George Hudson (1800-1871), the railway magnate who was (shortly before Carlyle’s essay was written) revealed to have engaged in fraud. Carlyle sees Hudson as the typical wealthy Somebody that the English raise statues to, oblivious to his conduct. He was elected an MP after this scandal and thereby gained immunity from being imprisoned for debt. When he lost his seat, he had to flee the country to avoid prison. He only returned once imprisonment of debtors was abolished. As it happens, no statue to him was erected but his contributions were marked in street names. Carlyle uses topical satire to reinforce his points about the decline in moral and civic standards of his day. Lively but overlong.


“Jesuitism” is a reflection on the cult of Ignatius of Loyola (1491-1556) and the Jesuits, chief enforcers of the Counter Reformation. As a Protestant, Carlyle sees the beatification of, and praying to, Ignatius as being against (or in ignorance of) the will of God. Ignatius “has done more mischief in the Earth than any man born since.” He casts aspersions on Ignatius’s origins as a soldier, “distinguished, as I understand, by his fierce appetites chiefly, by his audacities and sensualities, and loud unreasonable decision, That this Universe, in spite of rumours to the contrary, was a Cookery-shop and Bordel, wherein garlic, jamaica-pepper, unfortunate-females and other spicery and garnishing awaited the bold human appetite, and the rest of it was mere rumour and moonshine […] That the Cookery-shop and Bordel was a magical delusion, a sleight-of-hand of Satan, to lead Ignatius, by garlic and finer temporal spiceries, to eternal Hell […] ” Carlyle characterises his subject’s abandonment to sensuality as a jumble of intemperate stuffs that inflame rather than satiate human desire. He calls Ignatius a “detestable Human Pig”.

Carlyle decries the work of the black-clad Jesuits, who continue Ignatius’s work to his day. He writes that falsity of speech leads to falsification of all things. The fine arts are condemned wholly as harbingers of falsehood. “The fact is, though men are not in the least aware of it, the Fine Arts, divorced entirely from Truth this long while, and wedded almost professedly to Falsehood, Fiction and suchlike, are got into what we must call an insane condition […]” He ties falsity in public life, religion, the arts and politics in this final pamphlet, combining his concerns in a single lament for the decline of morals.
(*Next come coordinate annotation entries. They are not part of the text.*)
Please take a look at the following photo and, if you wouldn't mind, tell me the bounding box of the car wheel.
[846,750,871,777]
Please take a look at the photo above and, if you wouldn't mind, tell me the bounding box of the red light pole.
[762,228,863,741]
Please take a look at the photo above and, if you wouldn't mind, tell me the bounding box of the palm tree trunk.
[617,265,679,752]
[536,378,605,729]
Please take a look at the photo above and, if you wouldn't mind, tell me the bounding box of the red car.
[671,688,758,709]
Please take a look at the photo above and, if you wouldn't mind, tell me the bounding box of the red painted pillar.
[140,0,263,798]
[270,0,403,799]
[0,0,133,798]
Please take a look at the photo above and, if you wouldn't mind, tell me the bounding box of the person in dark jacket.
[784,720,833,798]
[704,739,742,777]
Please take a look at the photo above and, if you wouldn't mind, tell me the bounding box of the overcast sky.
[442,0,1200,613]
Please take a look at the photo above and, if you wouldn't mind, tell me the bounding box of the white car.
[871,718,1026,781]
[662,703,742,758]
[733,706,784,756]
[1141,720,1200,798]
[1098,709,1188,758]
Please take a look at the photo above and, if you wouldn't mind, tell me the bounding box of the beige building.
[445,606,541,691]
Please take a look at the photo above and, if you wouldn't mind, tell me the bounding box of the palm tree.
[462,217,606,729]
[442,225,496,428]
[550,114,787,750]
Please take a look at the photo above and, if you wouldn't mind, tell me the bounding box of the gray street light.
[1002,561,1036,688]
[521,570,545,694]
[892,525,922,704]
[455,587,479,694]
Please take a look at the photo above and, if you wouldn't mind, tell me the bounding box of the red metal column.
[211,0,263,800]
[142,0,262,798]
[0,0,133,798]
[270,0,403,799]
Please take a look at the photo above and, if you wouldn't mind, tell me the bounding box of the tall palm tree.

Carlyle’s book covers democracy, prisons, bureaucratic overreach, the overweening state, public conduct, observing civic and moral standards – and see those subverted – all of which are vital issues today. In the grand denunciations of degradation, we can find prefigured our own concerns. However prolix and meandering Carlyle’s style can be in these pamphlets, his points have the emotional pathos of deeply held convictions and the moral seriousness of a man concerned about the fate of his nation. Many of his arguments still carry weight.